Almost by stealth, Tame Impala has managed to become one of the biggest rock acts in the world, and there’s a fine irony in the fact that this has been achieved with two albums filled with personal reflection and introspection. It’s now ready to come out of its shell—and by extension, so is its creator. “I can’t always hide away / Curse indulgence and despise the fame.” Ostensibly a Kevin Parker solo project, it sounds very different to anything we’ve previously heard from him, but that’s part of its charm. Parker has always been adept at writing colorful songs, but the sort of kaleidoscopic shades Currents deals in will surprise many; in particular, those fans who caught on to the insular and weighty Lonerism will be in for a shock.
Currents is the polar opposite of that, casting aside the trappings of psychedelic rock and giving ambitious pop music a welcoming bearhug. That a stylistic shift of this nature occurs on an album that deals with the idea of change itself is the icing on the cake. “All this running around, I can’t fight it much longer / Something’s trying to get out and it’s never been closer,” Parker admits on opening track “Let It Happen,” sounding almost fearful, in defiance of the song’s message, before embarking on the transformative journey documented on the rest of the record.
The opener is a juggernaut, overwhelmingly busy and filled with propulsive energy, but it’s followed by “Nangs,” a chilled interlude that offers the listener breathing space barely 10 minutes into the record, before “The Moment” shuffles in, buoyed by finger snaps and an instantly memorable vocal melody, focused on expressive keyboards and synths more than anything else, its creator revelling in his new-found freedom to create. “Yes I’m Changing” is a mid-tempo track that deals with complex emotions over major-key melodies (“They say that people never change, but that’s bullshit / They do”), while the slinking, hip-hop beat that forms the backbone of “Eventually” lends a graceful air to a song that zeroes in on the painful end of a relationship, eschewing self-pity for a pragmatic “this is for the best and we’ll both benefit in the long term” approach. There’s positivity to be found everywhere one looks on this record; even unrequited love is shrugged off on “The Less I Know The Better.” By then, Parker is caught up in the change, finally able to let it happen.

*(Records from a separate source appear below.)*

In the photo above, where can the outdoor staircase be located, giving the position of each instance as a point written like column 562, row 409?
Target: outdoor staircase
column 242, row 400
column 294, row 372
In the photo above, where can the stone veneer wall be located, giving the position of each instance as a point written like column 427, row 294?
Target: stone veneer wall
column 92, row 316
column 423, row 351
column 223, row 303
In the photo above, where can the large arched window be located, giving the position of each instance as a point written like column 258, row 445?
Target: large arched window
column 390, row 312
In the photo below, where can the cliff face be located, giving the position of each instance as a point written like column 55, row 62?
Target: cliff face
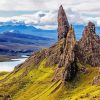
column 89, row 46
column 63, row 24
column 67, row 52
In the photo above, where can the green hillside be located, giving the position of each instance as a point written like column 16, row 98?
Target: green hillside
column 36, row 83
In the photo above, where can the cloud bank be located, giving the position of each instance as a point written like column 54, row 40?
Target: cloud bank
column 45, row 11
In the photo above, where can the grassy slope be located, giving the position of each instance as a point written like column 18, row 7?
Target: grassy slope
column 37, row 84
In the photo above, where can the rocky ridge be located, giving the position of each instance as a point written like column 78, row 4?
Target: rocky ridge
column 67, row 52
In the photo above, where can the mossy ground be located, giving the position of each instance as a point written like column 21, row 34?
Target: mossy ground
column 37, row 84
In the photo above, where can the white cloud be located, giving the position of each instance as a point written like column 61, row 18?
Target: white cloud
column 45, row 11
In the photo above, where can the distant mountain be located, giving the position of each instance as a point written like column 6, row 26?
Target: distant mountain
column 16, row 43
column 26, row 29
column 31, row 30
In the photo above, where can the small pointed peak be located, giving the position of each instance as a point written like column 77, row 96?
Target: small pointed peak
column 91, row 24
column 61, row 6
column 63, row 24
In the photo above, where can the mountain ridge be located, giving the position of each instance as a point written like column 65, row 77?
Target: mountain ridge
column 58, row 72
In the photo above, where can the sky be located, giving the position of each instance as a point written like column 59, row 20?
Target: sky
column 43, row 13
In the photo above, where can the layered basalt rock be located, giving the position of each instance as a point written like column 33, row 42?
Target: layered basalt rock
column 63, row 24
column 67, row 52
column 69, row 60
column 88, row 49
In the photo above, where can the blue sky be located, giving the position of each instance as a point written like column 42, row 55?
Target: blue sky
column 43, row 13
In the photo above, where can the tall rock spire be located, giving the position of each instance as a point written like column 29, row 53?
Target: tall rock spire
column 63, row 25
column 89, row 46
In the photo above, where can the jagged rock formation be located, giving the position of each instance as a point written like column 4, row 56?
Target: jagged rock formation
column 63, row 25
column 96, row 80
column 67, row 52
column 69, row 59
column 88, row 51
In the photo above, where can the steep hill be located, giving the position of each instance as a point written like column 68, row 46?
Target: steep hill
column 59, row 72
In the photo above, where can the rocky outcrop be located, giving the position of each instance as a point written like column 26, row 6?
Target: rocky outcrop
column 63, row 25
column 96, row 80
column 88, row 48
column 67, row 52
column 69, row 57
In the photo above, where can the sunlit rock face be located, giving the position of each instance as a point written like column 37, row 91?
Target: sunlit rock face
column 69, row 57
column 63, row 25
column 89, row 46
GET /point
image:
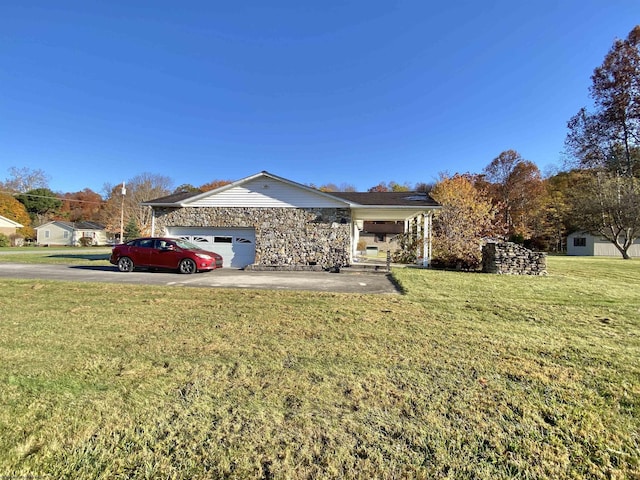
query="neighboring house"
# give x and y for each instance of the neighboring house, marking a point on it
(586, 244)
(58, 232)
(268, 221)
(8, 226)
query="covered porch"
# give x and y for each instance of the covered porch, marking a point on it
(417, 223)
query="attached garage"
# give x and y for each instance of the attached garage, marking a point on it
(236, 245)
(266, 222)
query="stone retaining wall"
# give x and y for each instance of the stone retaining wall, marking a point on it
(286, 238)
(512, 259)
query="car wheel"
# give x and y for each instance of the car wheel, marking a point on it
(125, 264)
(187, 266)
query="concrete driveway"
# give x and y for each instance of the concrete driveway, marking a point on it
(345, 282)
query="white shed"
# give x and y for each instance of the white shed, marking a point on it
(586, 244)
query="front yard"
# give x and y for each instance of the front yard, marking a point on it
(463, 376)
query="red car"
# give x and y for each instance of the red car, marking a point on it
(169, 253)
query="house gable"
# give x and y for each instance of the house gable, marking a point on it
(267, 192)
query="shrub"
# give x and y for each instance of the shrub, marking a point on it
(86, 241)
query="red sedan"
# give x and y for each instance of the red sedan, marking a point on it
(169, 253)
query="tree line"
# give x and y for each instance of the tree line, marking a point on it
(596, 191)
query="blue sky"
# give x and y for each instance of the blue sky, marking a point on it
(352, 92)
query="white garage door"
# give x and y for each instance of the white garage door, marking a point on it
(236, 245)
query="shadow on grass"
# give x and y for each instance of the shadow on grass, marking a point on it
(86, 256)
(396, 283)
(96, 268)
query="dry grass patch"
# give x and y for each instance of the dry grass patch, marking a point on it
(465, 376)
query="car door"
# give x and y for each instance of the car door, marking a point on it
(164, 254)
(140, 252)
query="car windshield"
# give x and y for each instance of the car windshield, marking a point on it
(186, 245)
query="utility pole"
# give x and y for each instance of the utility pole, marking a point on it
(124, 192)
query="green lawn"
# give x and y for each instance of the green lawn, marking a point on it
(463, 376)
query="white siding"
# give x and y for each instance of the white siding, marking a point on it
(266, 192)
(56, 235)
(598, 246)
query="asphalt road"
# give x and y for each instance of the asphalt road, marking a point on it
(360, 282)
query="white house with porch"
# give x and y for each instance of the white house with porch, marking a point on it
(268, 221)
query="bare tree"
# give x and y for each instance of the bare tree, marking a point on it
(609, 205)
(606, 143)
(517, 187)
(143, 187)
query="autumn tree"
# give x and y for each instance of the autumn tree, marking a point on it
(517, 188)
(41, 203)
(466, 217)
(21, 180)
(131, 230)
(14, 210)
(84, 205)
(606, 144)
(390, 187)
(187, 188)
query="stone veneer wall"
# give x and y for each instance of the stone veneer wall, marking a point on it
(513, 259)
(286, 238)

There’s a free-flowing feel to much of the record; it’s 56 minutes long but feels much shorter, stripped of the excesses that could have dragged it down. Parker is undergoing metamorphosis and learning to be more instinctive: fading out “Disciples” before it hits the two-minute mark; proclaiming “I’m a man, woman / Don’t always think before I do” on ”Cause I’m A Man’; smothering “Reality In Motion” in haze and reverb to create a druggy, tripped-out experience that puts the psychedelia of old back into his pop vision. Is it possible that the Tame Impala of old and this new incarnation can learn to coexist? Pretty much anything is, in Parker’s world, but that’s a question for another time. His latest opus is a paean to change, after all; who knows where his head will be at three or four years from now? For the moment, his status as a DIY icon remains unchanged—let’s see where the currents of this fascinating, vibrant and powerful record take him.